Alzheimer’s disease research may be at a turning point. New clinical trial data suggests it’s possible to delay symptoms in individuals genetically predisposed to develop early-onset Alzheimer’s. Researchers at Washington University School of Medicine explored the potential of gantenerumab, an experimental anti-amyloid drug, in individuals with inherited Alzheimer’s. A subset of patients treated the longest showed a 50% reduction in their risk of developing anticipated symptoms. While requiring further investigation, these preliminary findings offer cautious optimism for the future of Alzheimer’s treatment.
“These results offer genuine hope that treating Alzheimer’s pathology in its preclinical stages can effectively slow or prevent disease onset,” commented Thomas M. Wisniewski, director of the Center for Cognitive Neurology at NYU Langone Health, who was not involved in the research.
Targeting Amyloid Plaques: The Gantenerumab Approach
Gantenerumab is one of many antibodies designed to target beta-amyloid, a protein implicated in Alzheimer’s disease. In affected individuals, misfolded amyloid beta accumulates in the brain, forming plaques that contribute to the disease’s progression. The theory is that drugs like gantenerumab can disrupt and prevent plaque formation, potentially halting or slowing Alzheimer’s.
Past Setbacks and Recent Advances
The path for anti-amyloid drugs has been challenging. Many initially promising treatments failed in larger trials involving patients already experiencing symptoms, including gantenerumab itself. Roche halted its development in late 2022 after two Phase III trials proved unsuccessful. However, more recent anti-amyloid drugs like lecanemab and donanemab have demonstrated modest but significant effects in slowing Alzheimer’s progression, earning FDA approval. Researchers, including those at WashU Medicine, believe that earlier intervention, before symptom onset, could enhance the effectiveness of anti-amyloid treatment.
The Gantenerumab Prevention Trial
Beginning in 2012, prevention trials were initiated, testing anti-amyloid agents in individuals with dominantly inherited Alzheimer’s – a genetic condition virtually guaranteeing dementia onset between the ages of 30 and 50. While most trials yielded limited success, the gantenerumab trial showed promise. Initial results in 2020 indicated a reduction in amyloid levels, but it was too early to assess symptom delay. Subsequently, an extension study provided open-label gantenerumab to all participants, including those previously receiving placebo or another drug.
Promising New Data and Important Considerations
The latest results, published in The Lancet Neurology, have generated excitement. “Every participant in this study was destined to develop Alzheimer’s, and some haven’t yet,” stated senior author Randall J. Bateman, a neurology professor at WashU Medicine. “We don’t know how long they’ll remain symptom-free—it could be years or even decades.”

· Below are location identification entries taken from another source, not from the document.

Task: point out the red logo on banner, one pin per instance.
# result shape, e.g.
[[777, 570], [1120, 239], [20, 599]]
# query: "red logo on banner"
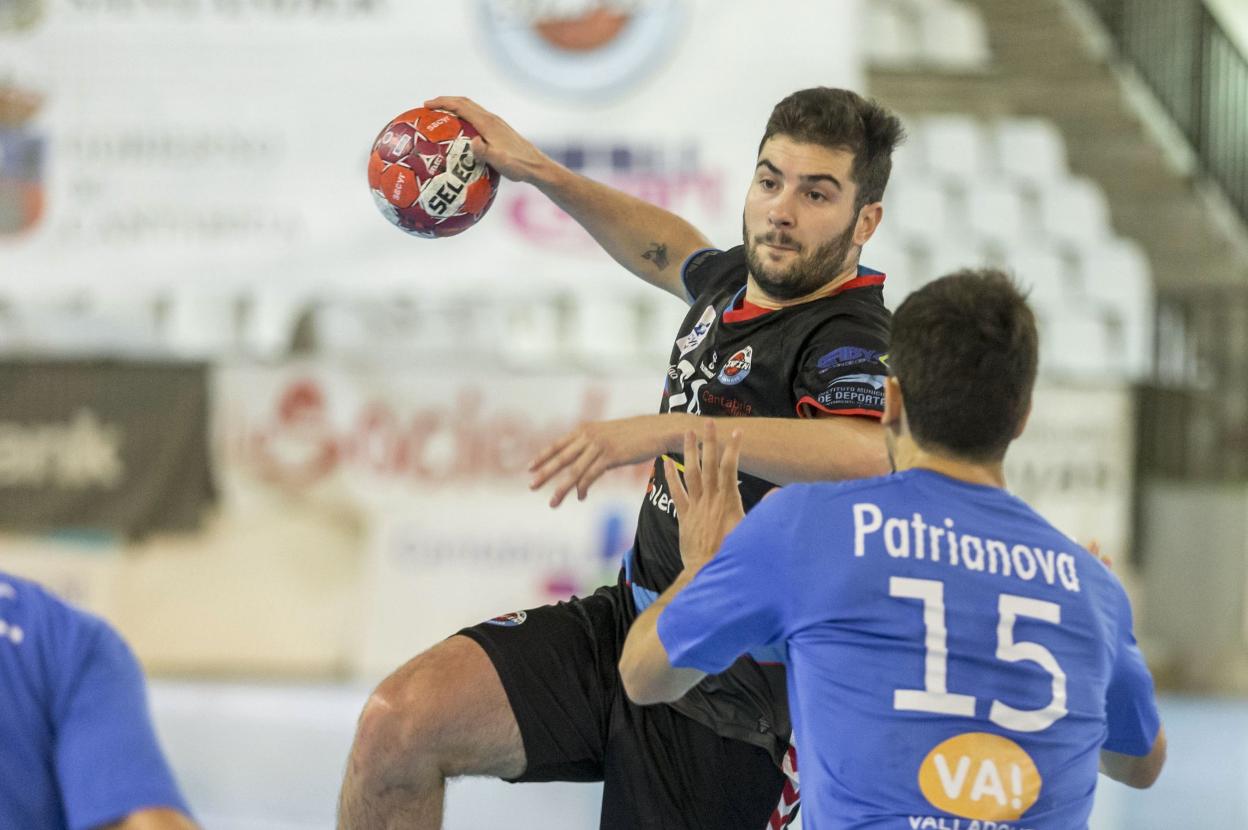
[[307, 439], [21, 152]]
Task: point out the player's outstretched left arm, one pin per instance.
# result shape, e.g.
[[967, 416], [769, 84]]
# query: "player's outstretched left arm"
[[709, 504], [1140, 771], [778, 449], [645, 239], [154, 819]]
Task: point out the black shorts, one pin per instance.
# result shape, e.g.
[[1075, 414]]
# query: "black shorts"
[[659, 769]]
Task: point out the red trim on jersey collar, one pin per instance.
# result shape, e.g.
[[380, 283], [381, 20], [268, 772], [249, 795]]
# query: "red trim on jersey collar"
[[746, 310]]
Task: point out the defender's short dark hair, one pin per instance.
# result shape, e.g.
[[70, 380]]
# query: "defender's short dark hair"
[[965, 352], [843, 120]]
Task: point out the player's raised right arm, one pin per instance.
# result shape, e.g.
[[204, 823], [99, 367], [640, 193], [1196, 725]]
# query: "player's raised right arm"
[[1136, 770], [647, 240]]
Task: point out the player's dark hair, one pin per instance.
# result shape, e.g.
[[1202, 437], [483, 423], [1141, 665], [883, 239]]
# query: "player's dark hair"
[[843, 120], [965, 352]]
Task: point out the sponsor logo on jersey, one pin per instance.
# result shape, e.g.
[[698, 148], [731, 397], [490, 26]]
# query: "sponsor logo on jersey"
[[726, 405], [980, 776], [658, 496], [848, 356], [690, 341], [509, 620], [736, 368], [708, 367], [856, 391]]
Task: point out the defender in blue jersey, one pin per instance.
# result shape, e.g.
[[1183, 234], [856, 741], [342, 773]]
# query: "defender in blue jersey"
[[954, 660], [78, 749]]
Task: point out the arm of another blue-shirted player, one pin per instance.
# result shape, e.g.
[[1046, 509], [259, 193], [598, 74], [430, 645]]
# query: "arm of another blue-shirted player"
[[644, 239], [1135, 748], [109, 764], [723, 602]]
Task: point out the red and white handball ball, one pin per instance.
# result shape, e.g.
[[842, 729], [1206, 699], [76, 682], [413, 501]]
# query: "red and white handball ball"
[[424, 177]]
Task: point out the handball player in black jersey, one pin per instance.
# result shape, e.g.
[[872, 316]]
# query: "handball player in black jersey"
[[786, 335]]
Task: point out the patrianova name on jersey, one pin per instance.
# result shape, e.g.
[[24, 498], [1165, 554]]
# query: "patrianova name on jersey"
[[920, 539]]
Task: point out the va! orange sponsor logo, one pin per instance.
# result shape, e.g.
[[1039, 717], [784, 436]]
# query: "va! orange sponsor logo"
[[982, 776]]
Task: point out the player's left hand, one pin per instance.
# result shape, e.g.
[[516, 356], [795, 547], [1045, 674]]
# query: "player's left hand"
[[709, 501], [590, 449]]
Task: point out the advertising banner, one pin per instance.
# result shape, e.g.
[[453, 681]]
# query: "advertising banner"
[[221, 145], [436, 464], [119, 447]]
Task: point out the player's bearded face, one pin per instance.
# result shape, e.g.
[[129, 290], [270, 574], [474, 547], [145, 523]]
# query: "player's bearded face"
[[810, 271]]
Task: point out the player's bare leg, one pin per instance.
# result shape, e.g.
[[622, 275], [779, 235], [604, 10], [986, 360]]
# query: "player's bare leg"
[[442, 714]]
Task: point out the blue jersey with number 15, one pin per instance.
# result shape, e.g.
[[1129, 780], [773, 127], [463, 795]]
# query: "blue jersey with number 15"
[[952, 659]]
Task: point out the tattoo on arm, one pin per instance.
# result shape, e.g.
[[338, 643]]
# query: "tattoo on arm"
[[658, 255]]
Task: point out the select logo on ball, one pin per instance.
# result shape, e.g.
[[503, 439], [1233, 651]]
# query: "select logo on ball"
[[424, 176]]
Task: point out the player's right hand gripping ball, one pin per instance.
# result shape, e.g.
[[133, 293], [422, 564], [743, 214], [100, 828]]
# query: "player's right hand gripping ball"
[[424, 177]]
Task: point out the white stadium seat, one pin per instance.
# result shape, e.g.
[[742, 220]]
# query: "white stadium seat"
[[996, 214], [891, 34], [954, 36], [955, 146], [920, 210], [1030, 150], [1117, 278], [1046, 277], [1075, 345], [1075, 211]]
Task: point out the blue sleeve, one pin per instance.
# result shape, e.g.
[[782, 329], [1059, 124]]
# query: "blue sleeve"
[[736, 600], [694, 275], [107, 760], [1131, 705]]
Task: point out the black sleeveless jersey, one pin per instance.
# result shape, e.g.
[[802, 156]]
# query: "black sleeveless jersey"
[[735, 360]]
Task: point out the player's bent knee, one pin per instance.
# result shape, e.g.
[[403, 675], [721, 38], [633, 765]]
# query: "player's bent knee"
[[446, 710]]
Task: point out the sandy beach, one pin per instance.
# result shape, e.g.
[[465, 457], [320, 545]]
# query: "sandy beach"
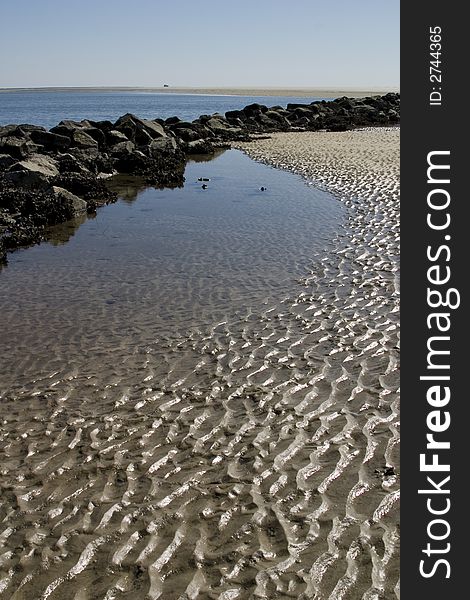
[[256, 458], [219, 91]]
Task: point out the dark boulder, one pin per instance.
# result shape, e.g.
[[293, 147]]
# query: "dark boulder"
[[51, 142], [17, 147], [139, 131]]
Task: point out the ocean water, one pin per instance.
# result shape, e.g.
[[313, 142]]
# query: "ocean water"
[[48, 108]]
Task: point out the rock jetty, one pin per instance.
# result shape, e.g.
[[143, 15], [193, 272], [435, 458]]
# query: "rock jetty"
[[50, 176]]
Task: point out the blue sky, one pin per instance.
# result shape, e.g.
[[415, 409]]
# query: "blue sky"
[[289, 43]]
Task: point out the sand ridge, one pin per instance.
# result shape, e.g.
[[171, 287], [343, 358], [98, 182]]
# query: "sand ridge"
[[255, 458]]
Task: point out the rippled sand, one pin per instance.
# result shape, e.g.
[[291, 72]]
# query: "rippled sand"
[[253, 459]]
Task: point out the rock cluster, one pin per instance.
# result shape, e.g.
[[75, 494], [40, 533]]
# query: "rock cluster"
[[47, 177]]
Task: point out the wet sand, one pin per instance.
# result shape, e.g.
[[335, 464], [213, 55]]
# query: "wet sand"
[[221, 91], [255, 458]]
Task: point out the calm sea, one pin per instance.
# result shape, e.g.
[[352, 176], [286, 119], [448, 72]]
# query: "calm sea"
[[48, 108]]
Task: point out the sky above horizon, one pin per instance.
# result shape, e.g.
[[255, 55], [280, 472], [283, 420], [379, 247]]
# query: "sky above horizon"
[[203, 43]]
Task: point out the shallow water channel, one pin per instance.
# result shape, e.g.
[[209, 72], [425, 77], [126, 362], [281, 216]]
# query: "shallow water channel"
[[158, 263]]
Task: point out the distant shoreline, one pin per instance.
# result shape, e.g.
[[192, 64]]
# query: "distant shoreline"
[[217, 91]]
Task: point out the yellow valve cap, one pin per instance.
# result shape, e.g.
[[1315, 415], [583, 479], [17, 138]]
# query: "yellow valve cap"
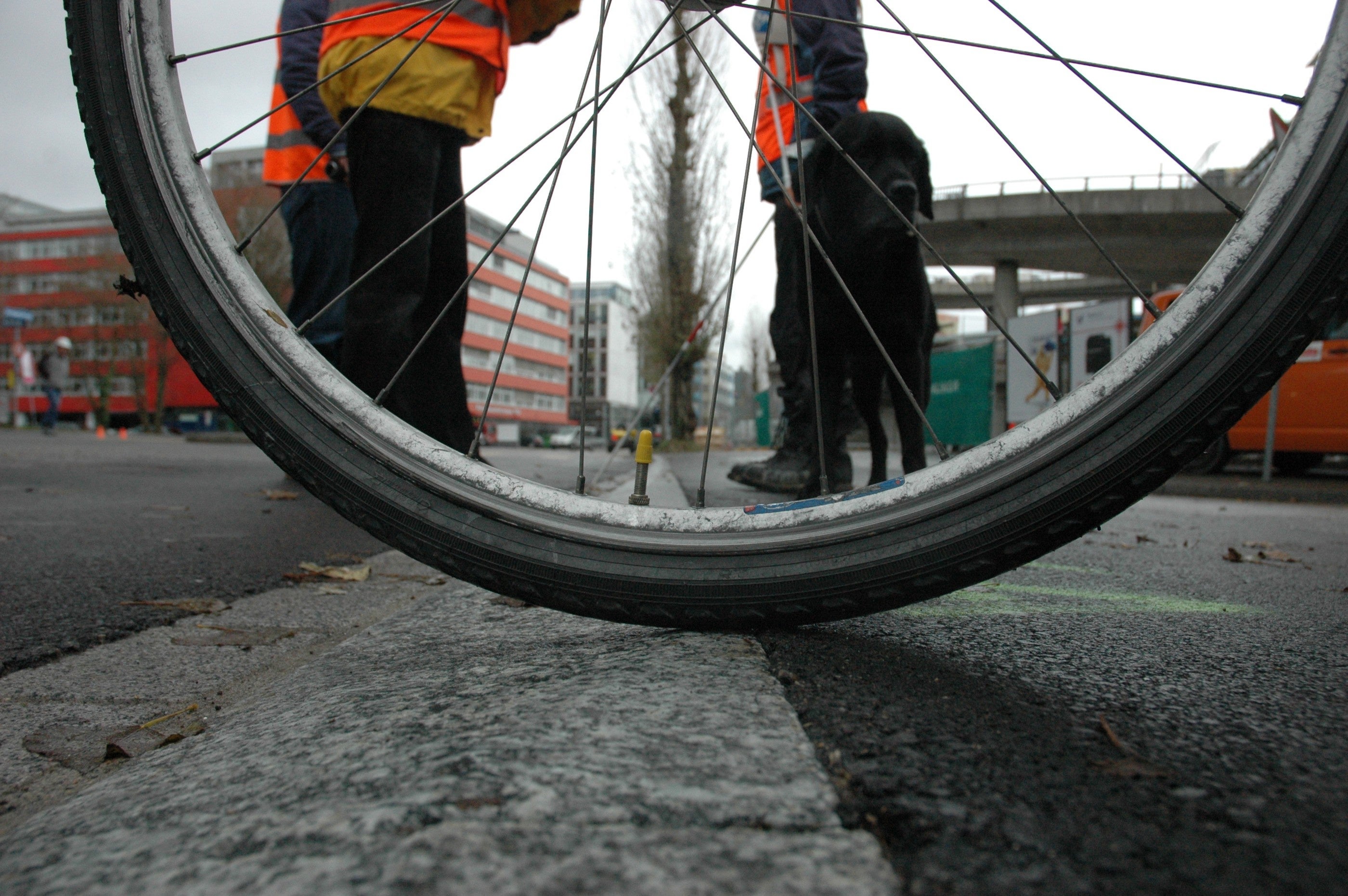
[[644, 448]]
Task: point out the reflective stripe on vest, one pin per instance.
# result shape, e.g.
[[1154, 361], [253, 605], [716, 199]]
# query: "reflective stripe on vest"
[[476, 27], [289, 149], [777, 126]]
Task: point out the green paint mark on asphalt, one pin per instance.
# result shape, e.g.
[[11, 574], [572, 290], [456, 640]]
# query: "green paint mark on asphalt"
[[1037, 565], [1020, 600]]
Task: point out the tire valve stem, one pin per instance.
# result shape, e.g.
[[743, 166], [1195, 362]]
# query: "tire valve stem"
[[644, 469]]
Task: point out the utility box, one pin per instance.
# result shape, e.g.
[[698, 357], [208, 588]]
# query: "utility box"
[[960, 410]]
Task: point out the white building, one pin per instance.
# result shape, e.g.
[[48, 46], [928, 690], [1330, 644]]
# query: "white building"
[[703, 372], [614, 374]]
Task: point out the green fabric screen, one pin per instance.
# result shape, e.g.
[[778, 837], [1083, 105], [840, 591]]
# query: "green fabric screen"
[[961, 395]]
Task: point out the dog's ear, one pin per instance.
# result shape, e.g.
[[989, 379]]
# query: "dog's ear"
[[922, 174]]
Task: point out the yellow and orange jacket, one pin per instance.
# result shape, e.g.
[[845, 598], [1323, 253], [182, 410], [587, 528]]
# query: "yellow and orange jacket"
[[457, 73]]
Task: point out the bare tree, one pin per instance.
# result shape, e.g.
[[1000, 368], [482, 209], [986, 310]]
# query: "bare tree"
[[681, 254], [758, 346]]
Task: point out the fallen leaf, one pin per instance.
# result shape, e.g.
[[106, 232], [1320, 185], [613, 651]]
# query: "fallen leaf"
[[72, 745], [343, 573], [511, 602], [191, 605], [1130, 767], [220, 637], [425, 580], [153, 735]]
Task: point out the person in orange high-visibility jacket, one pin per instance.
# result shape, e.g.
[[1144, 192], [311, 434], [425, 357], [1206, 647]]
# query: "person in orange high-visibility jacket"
[[320, 215], [826, 65], [405, 169]]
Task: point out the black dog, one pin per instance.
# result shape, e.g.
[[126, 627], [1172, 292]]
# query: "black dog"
[[881, 260]]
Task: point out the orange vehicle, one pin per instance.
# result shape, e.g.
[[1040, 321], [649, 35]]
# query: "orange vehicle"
[[1312, 406]]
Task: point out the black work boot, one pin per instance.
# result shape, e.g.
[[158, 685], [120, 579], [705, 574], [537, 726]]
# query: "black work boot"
[[788, 471]]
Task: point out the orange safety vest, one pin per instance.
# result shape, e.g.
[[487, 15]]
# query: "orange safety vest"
[[476, 27], [777, 111], [289, 149]]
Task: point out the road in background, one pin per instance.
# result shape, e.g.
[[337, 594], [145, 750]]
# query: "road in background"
[[88, 525]]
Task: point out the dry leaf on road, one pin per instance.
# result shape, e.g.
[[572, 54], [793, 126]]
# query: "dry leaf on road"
[[220, 637], [191, 605], [343, 573], [153, 735]]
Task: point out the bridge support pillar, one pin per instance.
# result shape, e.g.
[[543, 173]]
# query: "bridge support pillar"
[[1006, 304], [1006, 290]]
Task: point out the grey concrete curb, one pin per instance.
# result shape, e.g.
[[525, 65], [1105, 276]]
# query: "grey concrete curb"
[[472, 747]]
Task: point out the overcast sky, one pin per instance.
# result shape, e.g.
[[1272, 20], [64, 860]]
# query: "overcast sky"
[[1064, 128]]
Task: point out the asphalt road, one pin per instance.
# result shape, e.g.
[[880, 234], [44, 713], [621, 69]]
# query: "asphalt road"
[[88, 525], [966, 732]]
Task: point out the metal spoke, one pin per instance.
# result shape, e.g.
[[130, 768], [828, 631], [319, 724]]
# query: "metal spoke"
[[590, 245], [610, 90], [1283, 98], [449, 7], [629, 432], [805, 245], [184, 57], [1231, 206], [637, 64], [730, 294], [201, 154], [796, 208], [1086, 231]]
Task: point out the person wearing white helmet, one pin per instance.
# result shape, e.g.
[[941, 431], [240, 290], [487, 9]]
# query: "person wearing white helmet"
[[54, 370]]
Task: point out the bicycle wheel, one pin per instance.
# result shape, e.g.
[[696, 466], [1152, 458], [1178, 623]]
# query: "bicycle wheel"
[[1239, 325]]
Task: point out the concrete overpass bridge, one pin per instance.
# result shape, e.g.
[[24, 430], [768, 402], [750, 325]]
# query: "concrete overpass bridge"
[[1160, 228]]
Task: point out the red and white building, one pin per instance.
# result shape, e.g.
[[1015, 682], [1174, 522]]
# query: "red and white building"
[[531, 393], [58, 267]]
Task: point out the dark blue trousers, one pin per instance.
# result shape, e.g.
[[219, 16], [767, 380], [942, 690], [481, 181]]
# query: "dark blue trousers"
[[321, 223]]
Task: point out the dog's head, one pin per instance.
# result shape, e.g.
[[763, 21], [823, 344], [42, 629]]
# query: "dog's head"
[[844, 205]]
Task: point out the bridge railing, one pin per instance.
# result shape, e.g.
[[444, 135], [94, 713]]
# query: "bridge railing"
[[1067, 185]]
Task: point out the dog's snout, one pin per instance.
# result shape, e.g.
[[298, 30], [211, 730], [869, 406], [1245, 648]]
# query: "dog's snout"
[[902, 189]]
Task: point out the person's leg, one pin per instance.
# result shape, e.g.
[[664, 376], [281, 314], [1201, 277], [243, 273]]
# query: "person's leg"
[[394, 162], [436, 379], [321, 223], [789, 469]]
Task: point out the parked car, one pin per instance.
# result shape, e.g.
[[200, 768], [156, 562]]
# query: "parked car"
[[568, 437], [1312, 406]]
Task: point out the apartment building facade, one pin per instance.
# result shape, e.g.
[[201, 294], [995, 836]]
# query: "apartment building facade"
[[612, 383], [57, 274], [531, 391]]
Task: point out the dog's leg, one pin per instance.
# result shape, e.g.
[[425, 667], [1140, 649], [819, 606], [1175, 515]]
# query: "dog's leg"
[[912, 434], [867, 383]]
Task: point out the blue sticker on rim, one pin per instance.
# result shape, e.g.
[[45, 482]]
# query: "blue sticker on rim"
[[820, 502]]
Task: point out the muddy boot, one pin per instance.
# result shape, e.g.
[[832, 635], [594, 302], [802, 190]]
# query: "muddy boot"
[[788, 471], [785, 472]]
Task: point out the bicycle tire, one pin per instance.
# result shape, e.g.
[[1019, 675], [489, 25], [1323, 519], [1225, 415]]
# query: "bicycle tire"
[[1238, 328]]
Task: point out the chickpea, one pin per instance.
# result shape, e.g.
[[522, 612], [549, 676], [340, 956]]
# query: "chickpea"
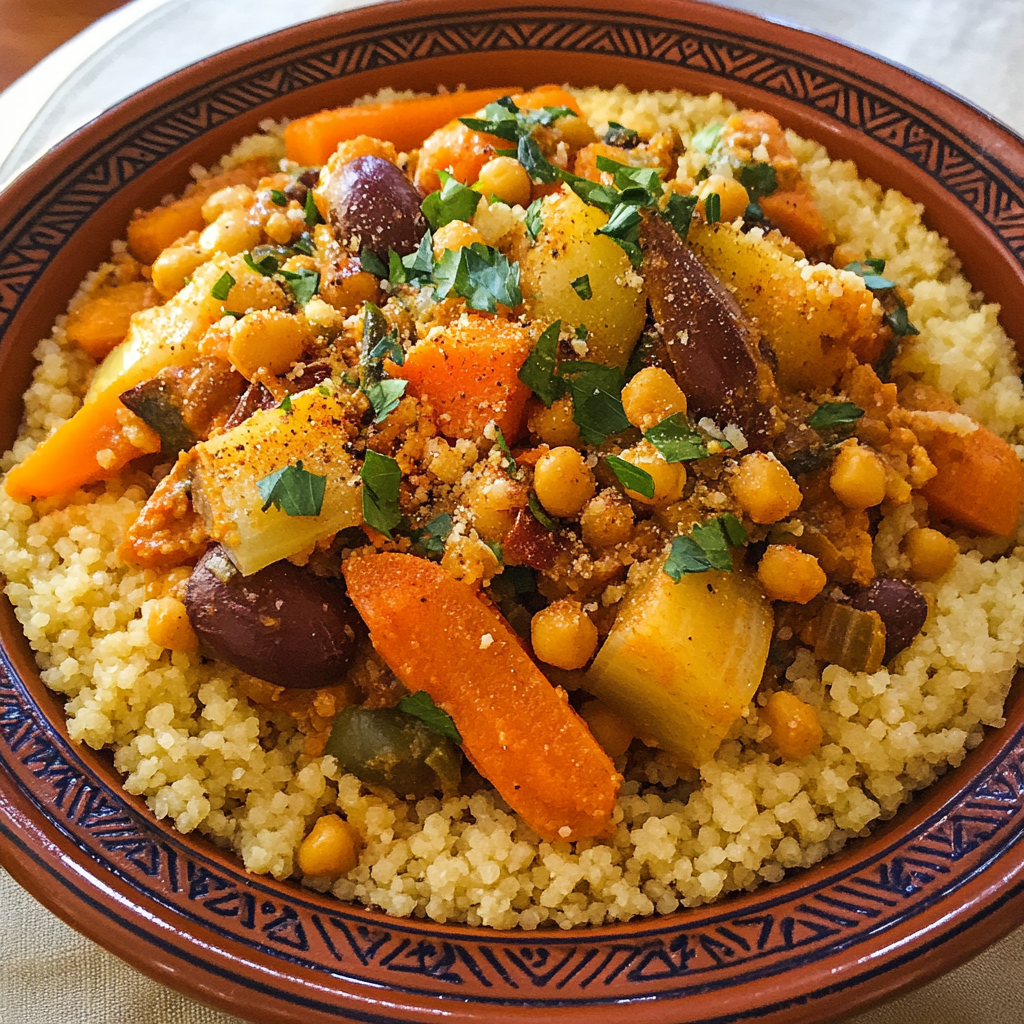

However, important caveats exist. The findings only suggest a potential preventative benefit. While the drug may have reduced cognitive decline risk in the larger asymptomatic group, this reduction wasn’t statistically significant, possibly due to the small sample size (73 patients). In a subset of 22 asymptomatic patients treated the longest (around eight years), the risk reduction was approximately 50%. The trial’s premature termination due to Roche’s decision and participant dropout further complicate interpretation.
While generally safe and tolerable, about a third of participants experienced amyloid-related imaging abnormalities (ARIAs), indicating brain swelling or bleeding. ARIAs are a known side effect, often unnoticed. Two patients experienced severe ARIAs, leading to temporary treatment discontinuation and subsequent recovery. No life-threatening events or deaths were reported.
Looking Ahead: Ongoing Research and Hope for the Future
This study doesn’t definitively prove the long-term efficacy of anti-amyloid drugs in preventing Alzheimer’s. However, given the inevitability of early-onset Alzheimer’s in this population, the results are encouraging. Combined with the approval of lecanemab and donanemab for classic Alzheimer’s, the findings suggest a tangible therapeutic avenue.
“We already know from lecanemab and donanemab data that anti-amyloid antibodies can slow the progression of common, sporadic Alzheimer’s,” noted Sam Gandy, associate director of the Alzheimer’s Disease Research Center at Mount Sinai, who wasn’t involved in the research. “This study demonstrates a similar phenomenon with gantenerumab in genetic early-onset Alzheimer’s.”
Ongoing prevention trials for both early-onset and classic Alzheimer’s, including those by WashU’s Dominantly Inherited Alzheimer Network-Trials Unit, are exploring approved and experimental anti-amyloid drugs, potentially revealing even greater protective benefits. Many participants in the gantenerumab extension study have transitioned to lecanemab, and the resulting data awaits analysis.
While early, these developments offer genuine hope in the fight against this currently incurable disease.